Of all the appliances (large or small) in your kitchen, the microwave tends to have the shortest lifespan — around nine years or so. The good news? The new ones on the market are relatively inexpensive and you can get a decent one for less than $100.
How will you know if it's time to get a new one? Look for any of these five signs.
1. You hear loud noises while it's cooking.
That buzzing or banging you've been hearing lately? Yeah, that's not normal. If you peek inside and see that your plate is hitting the walls of the microwave or the turntable is off its base, either of those things could be the culprit. Try cleaning and reassembling the wheel and turntable.
If the plate is spinning just fine, look to see if there's splattered food in the vents covering the blade. If there is, give the inside of the microwave a good clean.
Once you've checked both of those things and before you nuke anything else, give your microwave a test run: Put a mug of water in and zap it for 10 seconds. If you're still hearing any sort of non-typical microwave noise, that's a sign of a defective power diode, magnetron, or high-voltage capacitor (those are all real things!), and you should get a new microwave.
2. It takes forever just to reheat lunch.
Every microwave has different cooking speeds and power, but if you notice that your bowl of soup's typical go-around doesn't seem to cut it anymore, the magnetron that controls all the microwave radiation is probably starting to fail. To check how well (or not well) your microwave is working, try that mug test again — this time for two minutes on high. By the time the buzzer goes off, your water should be steaming hot and ready for tea. If it's anything less, the machine isn't in its best shape.
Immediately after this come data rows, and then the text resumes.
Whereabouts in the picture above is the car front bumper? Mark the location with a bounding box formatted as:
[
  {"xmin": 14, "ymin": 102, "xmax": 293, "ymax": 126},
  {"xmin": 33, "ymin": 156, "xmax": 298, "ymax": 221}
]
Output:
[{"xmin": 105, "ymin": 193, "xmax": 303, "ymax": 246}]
3. You smell smoke or see fire.
Smoke, sparks, or fire are all signs that you need to stop using your microwave. Immediately. If there's a fire, wait for the fire to suffocate itself entirely before you open the door. Then assess: Did you accidentally reheat last night's Chinese food in that container with the metal handle? (You know better than that!) If you were following proper microwave protocol and it's not an issue with your food's vessel, do not wait for things to cool off and try again — the electrical components within the machine are failing and you should replace it. Also, unplug the microwave!
4. It runs for a few seconds, and then stops.
It can be easy to think that because it's still semi-functioning, this is just a minor issue. But the truth is that this can be caused by myriad of problems, including a big one involving the voltage transformer. Instead of hitting the "add 30 seconds" button every three seconds, hit the store.
5. The door won't fully close — or stay closed.
The point of a good seal on a microwave is to keep all those microwaves contained to a small space. So if any part of the door or frame on your machine is broken, cracked, or not suctioning properly, you're going to need to replace the unit.